D'où le risque de déplaire ?
"Oui, mais ça je comprends bien, en terme de clientèle c'est pas mon intérêt parce qu'effectivement comme je finis par dire en plus des choses désagréables à peu près sur tout le monde, en terme de partis, d'organisations, de convictions politiques etc,  je prends le risque un jour de me retrouver tout seul ! Parce qu'effectivement je pense que mon rôle à moi c'est de ne respecter personne".

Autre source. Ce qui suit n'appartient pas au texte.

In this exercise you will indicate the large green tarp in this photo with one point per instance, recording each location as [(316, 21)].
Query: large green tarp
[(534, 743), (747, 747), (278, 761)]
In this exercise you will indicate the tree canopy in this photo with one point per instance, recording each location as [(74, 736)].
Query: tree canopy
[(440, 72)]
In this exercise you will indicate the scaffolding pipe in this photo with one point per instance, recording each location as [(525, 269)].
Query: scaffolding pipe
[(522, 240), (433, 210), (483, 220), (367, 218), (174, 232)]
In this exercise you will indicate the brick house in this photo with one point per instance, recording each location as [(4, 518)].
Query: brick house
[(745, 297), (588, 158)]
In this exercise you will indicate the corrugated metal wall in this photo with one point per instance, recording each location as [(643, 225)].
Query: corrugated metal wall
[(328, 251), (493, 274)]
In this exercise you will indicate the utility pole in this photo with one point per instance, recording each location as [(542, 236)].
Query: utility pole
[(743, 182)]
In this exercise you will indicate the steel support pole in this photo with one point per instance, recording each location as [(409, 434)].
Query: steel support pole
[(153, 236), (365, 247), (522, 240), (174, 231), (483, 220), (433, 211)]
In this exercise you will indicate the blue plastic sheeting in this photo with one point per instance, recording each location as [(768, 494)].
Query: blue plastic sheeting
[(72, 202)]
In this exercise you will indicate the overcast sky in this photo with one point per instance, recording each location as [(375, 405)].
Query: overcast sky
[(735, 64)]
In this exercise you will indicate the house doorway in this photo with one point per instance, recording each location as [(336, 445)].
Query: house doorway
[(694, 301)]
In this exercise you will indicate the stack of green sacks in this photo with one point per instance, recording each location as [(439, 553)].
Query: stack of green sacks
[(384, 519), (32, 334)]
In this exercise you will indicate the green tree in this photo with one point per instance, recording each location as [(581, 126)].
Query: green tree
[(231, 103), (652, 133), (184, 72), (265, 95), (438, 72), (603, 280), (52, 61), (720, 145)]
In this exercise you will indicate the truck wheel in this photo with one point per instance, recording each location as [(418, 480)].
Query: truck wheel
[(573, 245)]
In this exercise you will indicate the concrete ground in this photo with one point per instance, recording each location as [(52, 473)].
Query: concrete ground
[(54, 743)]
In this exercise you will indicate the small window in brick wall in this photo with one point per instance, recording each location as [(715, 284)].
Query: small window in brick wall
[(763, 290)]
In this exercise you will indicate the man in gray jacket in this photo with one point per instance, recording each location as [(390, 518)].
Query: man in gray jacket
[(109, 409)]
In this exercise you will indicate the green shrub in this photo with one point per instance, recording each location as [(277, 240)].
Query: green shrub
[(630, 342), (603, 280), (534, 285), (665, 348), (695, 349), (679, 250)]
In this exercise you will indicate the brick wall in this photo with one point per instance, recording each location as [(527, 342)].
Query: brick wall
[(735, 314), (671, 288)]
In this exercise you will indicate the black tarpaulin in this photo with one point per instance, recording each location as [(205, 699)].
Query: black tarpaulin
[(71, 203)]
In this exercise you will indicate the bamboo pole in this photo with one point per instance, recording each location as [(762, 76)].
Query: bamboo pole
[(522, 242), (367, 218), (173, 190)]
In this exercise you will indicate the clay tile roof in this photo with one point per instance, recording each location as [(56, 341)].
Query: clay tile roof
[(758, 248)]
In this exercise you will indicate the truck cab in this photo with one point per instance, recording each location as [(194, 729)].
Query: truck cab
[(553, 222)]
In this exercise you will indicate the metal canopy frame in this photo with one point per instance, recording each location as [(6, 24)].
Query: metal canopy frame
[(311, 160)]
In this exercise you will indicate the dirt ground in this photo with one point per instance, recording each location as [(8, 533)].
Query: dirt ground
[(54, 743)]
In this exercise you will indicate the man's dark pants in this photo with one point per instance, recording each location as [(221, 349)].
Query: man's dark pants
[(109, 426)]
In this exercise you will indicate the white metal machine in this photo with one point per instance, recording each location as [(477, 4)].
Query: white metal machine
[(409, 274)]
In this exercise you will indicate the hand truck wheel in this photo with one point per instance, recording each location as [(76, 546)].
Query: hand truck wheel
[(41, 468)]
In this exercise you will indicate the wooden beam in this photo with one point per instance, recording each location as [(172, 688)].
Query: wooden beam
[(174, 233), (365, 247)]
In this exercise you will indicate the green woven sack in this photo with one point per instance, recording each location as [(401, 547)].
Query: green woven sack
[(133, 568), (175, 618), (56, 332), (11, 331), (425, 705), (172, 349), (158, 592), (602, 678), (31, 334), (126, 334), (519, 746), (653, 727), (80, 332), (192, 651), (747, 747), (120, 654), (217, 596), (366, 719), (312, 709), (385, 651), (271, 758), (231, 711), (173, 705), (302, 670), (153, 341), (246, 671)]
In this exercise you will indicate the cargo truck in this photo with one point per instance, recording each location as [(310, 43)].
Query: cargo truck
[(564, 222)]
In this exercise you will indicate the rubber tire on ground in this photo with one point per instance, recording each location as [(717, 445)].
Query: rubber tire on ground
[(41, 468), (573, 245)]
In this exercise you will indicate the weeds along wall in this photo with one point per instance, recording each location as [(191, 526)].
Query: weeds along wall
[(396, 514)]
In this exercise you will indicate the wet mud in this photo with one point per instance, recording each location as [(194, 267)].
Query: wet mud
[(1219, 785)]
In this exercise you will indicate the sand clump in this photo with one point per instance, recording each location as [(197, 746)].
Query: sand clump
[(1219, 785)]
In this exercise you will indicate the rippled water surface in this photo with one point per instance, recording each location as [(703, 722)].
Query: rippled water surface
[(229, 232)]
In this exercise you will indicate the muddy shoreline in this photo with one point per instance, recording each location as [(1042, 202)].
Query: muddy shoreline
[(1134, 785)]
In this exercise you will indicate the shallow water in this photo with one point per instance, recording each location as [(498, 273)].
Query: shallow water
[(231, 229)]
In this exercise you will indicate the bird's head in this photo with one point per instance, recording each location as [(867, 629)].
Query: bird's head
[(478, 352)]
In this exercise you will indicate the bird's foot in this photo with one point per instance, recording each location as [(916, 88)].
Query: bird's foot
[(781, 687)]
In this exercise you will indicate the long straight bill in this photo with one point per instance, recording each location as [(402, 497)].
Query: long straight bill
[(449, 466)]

"L'humour pour moi c'est l'irrespect, c'est l'insolence, c'est l'impertinence.
Donc je suis finalement dans ma fonction. Même à la cour, et sous Shakespeare, le bouffon c'était celui qui disait que le roi était nu.  Bon, ben moi c'est mon rôle à moi. C'est de dire que le roi est nu. Quand il est nu bien sûr".


"Bon ça m'empêche pas d'être positif quelquefois vis-à-vis de tel ou tel, mais je prends le risque de déplaire, c'est vrai, à des gens. Mais vous savez jusqu'ici, et je le fais pas exprès, mais j'ai remarqué qu'au fur et à mesure que je perds des gens, j'en gagne d'autres ;  donc ça s'équilibre assez bien. Mais évidemment j'ai pas cette morale de boutiquier."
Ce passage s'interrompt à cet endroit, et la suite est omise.